Soldiers, Lego pieces, toy cars, candles, tacks, nuts… coming straight from the toolbox of a (very) astute child, these countless pieces make one’s head spin. Assembled and hand-painted with a meticulousness verging on obsession, these objects are certainly not chosen by chance. When looked at closely, they assume their solid materiality at the risk of eclipsing the very image they are meant to represent; a never-ending game of back-and-forth played out between object and subject, content and expression, form and concept, medium and message.
Joe Black’s artworks are multi-faceted portraits that trigger multiple points of view, giving rise to countless interpretations. When faced with the ghost-images dissected by the artist, we understand their truth is obviously being questioned, as are our interpretation and the meaning we give them. For Black’s canvases are nothing but a double-edged surface, the union of a material mediator – the manufactured object itself – and our mental representation of the subject portrayed: a legendary actress, a famous fashion designer, a political figure…

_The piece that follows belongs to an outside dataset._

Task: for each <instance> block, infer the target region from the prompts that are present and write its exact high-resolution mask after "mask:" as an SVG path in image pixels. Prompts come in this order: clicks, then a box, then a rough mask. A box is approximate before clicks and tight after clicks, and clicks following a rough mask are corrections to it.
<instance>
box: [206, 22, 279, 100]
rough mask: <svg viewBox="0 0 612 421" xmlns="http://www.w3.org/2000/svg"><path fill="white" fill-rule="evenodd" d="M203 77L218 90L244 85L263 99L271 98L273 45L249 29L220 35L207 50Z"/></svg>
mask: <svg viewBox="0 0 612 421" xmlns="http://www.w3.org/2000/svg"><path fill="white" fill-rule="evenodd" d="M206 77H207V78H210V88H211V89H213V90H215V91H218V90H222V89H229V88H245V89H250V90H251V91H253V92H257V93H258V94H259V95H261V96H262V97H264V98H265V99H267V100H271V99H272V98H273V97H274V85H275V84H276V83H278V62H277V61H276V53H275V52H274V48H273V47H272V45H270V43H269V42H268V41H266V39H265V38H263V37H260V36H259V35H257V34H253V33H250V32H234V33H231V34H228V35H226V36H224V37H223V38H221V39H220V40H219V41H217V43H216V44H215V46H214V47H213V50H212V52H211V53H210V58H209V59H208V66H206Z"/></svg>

Joe Black’s audacity is to introduce, via the careful selection and arrangement of objects – images in their own right – a jamming in the machine that produces meaning. The image turns into a hollowed and abstract form, while its multiplied object-components bring new meaning, creating a metalanguage of pervading militarism, addictive substances, mental illness, the tyranny of appearances…

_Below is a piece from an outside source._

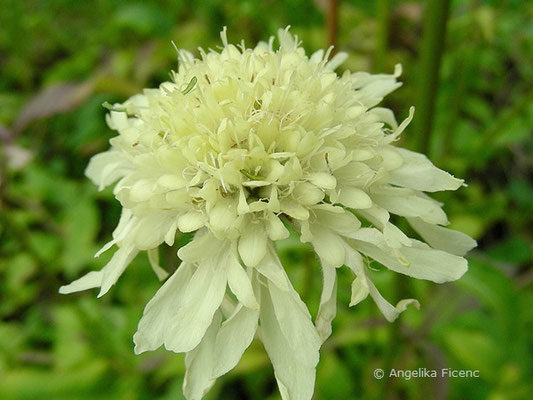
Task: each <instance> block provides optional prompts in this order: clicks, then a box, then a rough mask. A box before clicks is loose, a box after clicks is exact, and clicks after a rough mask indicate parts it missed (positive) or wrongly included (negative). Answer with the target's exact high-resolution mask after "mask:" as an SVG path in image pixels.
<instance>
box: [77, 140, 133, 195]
mask: <svg viewBox="0 0 533 400" xmlns="http://www.w3.org/2000/svg"><path fill="white" fill-rule="evenodd" d="M131 168H132V167H131V166H130V164H129V163H128V162H127V161H126V160H124V159H123V158H122V155H121V153H120V152H118V151H116V150H109V151H106V152H104V153H100V154H96V155H95V156H93V157H92V158H91V160H90V161H89V164H88V165H87V168H86V169H85V175H86V176H87V177H88V178H89V179H90V180H91V181H93V182H94V183H95V184H96V185H98V189H99V190H102V189H104V188H105V187H106V186H109V185H111V184H112V183H113V182H115V181H116V180H118V179H120V178H122V177H123V176H125V175H126V174H127V173H128V172H129V171H130V170H131Z"/></svg>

The artist thus becomes a master in the art of dismantling and recreating myths in the way of Roland Barthes. And yet, he takes care to leave free reign to the viewer’s interpretation, to suggest a world of possible meanings, inviting the onlooker to abstain from taking the meaning of his images for granted.
The artist also pushes his experimentations with colour, forms and shapes towards a greater abstraction. He relentlessly challenges our way of seeing, looking and perceiving. The investigation of colours and materials thus becomes methodical; the visual effect produced, quasi-hypnotic.
Anamorphosis by Hans Holbein, deceptive frescoes by Hieronymus Bosch, phytomorphous portraits by Giuseppe Arcimboldo, double-edged paintings by Pieter Bruegel the Elder… Joe Black brings new vitality to the tradition of Op Art with compositions that are as explosive as they are new.
Because, above and beyond mere optical illusions, Black’s artworks are treasure chests of cross-references, tributes and puns, whether artistic, historical or popular. His art feeds on Pop Art and Surrealism, on Op Art and Classicism… with humour and irreverence, he revisits our iconography.
Within the jigsaw puzzles that are his paintings, absurdity flirts with darkness while never abandoning that typical British dry wit. In the footsteps of Marcel Duchamp, Black decontextualises objects and images that have become cliché, allowing the marvellous to gush forth.
Joe Black questions our relationship to images, but also to time. The process of making his art is in itself a way of pooh-poohing the manner in which images are produced today: accelerated, saturated and adulterated to the hilt. Fastidious, meticulous and delicate, each brush stroke, each composition has an effect on the final tableau, and on the creative detonations that result.
With a sharp and poetic touch, the artist takes a fresh and sparkling look at what surrounds us. More than ever, Joe Black’s paintings call a deep dive behind the image.